U.S.-Backed Syrian Coalition Seizes Major Dam Ahead Of Talks

A fighter from the Kurdish People's Protection Units (YPG) drives a tank in the Al-Zohur nieighborhood in the Syrian city of Hasakeh.

Syrian Arab, Kurdish, and Christian fighters appeared to have seized a strategic dam in northern Syria, as the air-strike death of another rebel commander near Damascus injected new uncertainty into peace talks set for next month.

Colonel Talal Selo, a spokesman for the coalition known as Democratic Syria, said its fighters has captured the Tishrin Dam, on the Euphrates River, from Islamic State militants on December 26.

The Syrian Observatory for Human Rights, a British-based monitoring group, also said the coalition was engaged in fierce battles against Islamic State fighters after taking the dam.

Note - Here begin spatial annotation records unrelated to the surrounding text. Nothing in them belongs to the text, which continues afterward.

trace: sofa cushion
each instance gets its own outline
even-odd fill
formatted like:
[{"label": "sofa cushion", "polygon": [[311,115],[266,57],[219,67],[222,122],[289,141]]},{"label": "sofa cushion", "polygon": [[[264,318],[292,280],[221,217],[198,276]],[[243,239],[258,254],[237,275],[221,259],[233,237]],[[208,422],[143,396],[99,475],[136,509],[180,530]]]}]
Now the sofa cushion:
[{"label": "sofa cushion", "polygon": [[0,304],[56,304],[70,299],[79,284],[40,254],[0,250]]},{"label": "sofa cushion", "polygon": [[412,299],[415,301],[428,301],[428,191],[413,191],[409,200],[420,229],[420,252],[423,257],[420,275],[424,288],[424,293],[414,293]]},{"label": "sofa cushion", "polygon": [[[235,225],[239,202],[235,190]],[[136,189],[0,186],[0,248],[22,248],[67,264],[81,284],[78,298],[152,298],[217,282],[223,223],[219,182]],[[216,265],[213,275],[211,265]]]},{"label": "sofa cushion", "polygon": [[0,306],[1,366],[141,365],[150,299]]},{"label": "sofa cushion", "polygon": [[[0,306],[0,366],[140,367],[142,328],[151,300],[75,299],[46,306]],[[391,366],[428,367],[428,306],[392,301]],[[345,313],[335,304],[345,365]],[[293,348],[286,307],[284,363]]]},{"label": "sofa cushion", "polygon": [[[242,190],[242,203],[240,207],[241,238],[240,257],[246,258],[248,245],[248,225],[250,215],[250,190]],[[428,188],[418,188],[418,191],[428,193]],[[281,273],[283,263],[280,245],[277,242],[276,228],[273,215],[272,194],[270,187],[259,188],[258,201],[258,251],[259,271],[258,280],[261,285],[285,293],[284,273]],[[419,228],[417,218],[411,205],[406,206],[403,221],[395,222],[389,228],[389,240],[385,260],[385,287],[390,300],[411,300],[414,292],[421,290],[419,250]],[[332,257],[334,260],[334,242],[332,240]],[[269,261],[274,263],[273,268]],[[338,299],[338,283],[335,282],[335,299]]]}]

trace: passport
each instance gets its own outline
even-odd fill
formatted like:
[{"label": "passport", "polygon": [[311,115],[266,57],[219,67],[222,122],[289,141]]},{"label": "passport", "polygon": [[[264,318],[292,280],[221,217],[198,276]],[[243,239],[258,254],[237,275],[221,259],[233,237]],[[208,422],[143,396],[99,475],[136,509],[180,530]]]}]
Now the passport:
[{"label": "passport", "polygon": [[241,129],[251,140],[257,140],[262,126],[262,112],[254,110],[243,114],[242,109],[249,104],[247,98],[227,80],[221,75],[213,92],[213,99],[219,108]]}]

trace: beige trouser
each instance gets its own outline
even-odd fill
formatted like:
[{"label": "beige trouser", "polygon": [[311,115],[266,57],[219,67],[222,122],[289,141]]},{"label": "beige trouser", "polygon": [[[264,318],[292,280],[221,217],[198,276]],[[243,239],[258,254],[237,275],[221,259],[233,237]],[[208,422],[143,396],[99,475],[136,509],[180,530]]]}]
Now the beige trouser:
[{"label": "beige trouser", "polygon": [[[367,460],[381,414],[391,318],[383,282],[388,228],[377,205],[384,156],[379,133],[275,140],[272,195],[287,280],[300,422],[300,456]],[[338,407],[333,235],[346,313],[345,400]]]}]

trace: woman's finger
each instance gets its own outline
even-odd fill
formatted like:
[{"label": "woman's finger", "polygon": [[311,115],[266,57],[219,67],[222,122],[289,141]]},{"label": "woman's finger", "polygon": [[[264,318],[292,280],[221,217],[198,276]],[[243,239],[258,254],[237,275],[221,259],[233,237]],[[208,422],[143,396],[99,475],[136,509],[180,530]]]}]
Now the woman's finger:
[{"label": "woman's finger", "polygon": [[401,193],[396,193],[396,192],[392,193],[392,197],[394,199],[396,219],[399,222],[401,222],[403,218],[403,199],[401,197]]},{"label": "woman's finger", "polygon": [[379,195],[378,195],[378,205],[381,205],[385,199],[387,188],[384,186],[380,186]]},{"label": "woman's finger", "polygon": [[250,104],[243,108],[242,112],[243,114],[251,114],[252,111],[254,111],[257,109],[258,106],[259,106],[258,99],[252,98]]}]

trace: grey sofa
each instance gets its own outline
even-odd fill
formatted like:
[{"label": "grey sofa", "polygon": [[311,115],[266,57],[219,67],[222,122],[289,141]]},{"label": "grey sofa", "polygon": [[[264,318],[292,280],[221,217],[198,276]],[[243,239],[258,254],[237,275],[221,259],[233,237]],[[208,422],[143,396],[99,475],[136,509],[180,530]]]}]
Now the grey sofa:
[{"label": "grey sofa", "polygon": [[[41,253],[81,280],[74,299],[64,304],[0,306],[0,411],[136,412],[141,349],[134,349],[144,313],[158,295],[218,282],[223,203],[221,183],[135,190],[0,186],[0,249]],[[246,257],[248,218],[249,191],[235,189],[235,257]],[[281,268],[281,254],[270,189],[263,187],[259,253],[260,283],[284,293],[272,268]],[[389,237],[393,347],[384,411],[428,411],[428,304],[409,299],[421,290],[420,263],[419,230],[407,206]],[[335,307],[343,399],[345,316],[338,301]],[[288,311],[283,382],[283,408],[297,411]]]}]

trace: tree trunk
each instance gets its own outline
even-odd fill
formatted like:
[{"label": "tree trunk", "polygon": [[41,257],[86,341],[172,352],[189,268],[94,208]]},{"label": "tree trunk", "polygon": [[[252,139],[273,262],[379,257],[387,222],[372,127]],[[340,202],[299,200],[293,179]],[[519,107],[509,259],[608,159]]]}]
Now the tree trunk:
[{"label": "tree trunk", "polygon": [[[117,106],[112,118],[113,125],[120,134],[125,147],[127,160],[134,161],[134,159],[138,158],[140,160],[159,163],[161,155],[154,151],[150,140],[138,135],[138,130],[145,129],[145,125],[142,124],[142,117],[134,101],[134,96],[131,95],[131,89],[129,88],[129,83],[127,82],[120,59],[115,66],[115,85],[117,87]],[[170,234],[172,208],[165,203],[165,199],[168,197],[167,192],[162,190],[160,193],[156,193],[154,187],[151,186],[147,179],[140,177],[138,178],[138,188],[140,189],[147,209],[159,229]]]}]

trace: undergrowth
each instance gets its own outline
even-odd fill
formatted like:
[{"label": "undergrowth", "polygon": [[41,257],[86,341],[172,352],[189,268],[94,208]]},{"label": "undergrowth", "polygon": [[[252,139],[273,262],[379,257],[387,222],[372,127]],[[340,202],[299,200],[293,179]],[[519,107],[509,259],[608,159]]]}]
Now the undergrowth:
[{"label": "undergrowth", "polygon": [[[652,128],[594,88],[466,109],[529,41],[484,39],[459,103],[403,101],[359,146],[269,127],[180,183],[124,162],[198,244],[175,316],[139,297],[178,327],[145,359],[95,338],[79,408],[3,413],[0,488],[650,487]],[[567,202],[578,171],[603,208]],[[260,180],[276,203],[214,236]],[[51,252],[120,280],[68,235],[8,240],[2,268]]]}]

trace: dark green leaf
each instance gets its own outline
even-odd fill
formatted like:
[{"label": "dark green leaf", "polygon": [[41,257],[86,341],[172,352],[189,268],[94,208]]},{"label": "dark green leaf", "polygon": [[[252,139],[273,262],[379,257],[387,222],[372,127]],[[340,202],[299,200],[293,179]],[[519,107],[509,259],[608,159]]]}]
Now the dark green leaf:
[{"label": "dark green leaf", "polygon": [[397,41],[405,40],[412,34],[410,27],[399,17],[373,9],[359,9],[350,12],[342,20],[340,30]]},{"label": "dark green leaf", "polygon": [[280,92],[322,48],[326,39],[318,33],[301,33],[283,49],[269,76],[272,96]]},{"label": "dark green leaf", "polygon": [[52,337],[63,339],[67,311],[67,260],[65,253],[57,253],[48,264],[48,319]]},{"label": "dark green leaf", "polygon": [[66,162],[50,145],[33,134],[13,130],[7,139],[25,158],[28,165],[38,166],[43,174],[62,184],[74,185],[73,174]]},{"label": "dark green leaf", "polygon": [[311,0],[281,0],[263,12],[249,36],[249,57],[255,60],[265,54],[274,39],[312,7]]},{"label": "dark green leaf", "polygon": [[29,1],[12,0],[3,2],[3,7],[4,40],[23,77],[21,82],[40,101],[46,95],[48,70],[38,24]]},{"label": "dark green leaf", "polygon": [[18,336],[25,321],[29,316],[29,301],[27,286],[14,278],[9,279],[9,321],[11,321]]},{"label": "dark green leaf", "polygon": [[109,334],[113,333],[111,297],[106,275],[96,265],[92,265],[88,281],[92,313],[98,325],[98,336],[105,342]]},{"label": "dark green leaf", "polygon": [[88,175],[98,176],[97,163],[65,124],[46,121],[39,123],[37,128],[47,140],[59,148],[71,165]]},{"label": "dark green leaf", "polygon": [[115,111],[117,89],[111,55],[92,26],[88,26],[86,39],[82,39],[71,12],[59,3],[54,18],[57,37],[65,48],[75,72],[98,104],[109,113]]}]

The move was part of its offensive aimed at cutting supply lines between Islamic State strongholds in northern Syria, which gets much of its electricity from the dam.

The coalition, which is backed by the United States, is aiming to uproot Islamic State fighters from their stronghold in Raqqa, about 22 kilometers down river.

Another coalition spokesman said earlier this week that the forces were also trying to cut the supply lines between Raqqa and another town, Manbij, northwest of the dam.

Meanwhile, the UN special envoy called for a January 25 start date for talks among Syria's warring parties to end nearly five years of civil war.

A spokesman for Staffan de Mistura said the special envoy wants "the broadest possible spectrum of the Syrian opposition and others" at the talks in Geneva.

“Continuing developments on the ground should not be allowed to derail” the talks, the statement said.

The statement appeared timed to the death of a top Syrian rebel commander, Zahran Allush, who was killed in air strikes that targeted the group's headquarters on December 25.

A number of other senior commanders of his Army of Islam group were also killed.

The Army of Islam is one of the most powerful groups battling Syrian President Bashar al-Assad's forces

Syrian military forces claimed responsibility for the strikе, although many opposition groups blamed Russia, which has been bombing Islamic State targets and other insurgent groups since late September.

Allush’s assassination dealt a significant setback to the opposition and could reshuffle the lineup of key players on the ground ahead of the planned Geneva talks.

The assassination "makes a mockery of all talk of a political settlement" and undermines the "negotiations before they begin,” Anas al-Abdeh, a senior member of the main Western-backed opposition group, the Syrian National Coalition, told the AP.

The talks scheduled for Geneva were authorized by a UN Security Council resolution, unanimously approved on December 18, that endorsed a road map for a Syrian peace process. It was a rare show of unity among major powers.

More than 250,000 people have been killed in the war that grew out of a Syrian government crackdown on a pro-democracy movement in early 2011.

Islamic State militants have used the chaos to seize territory in Syria and Iraq, and some 4.3 million Syrians have fled.

"The people of Syria have suffered enough," the UN statement said.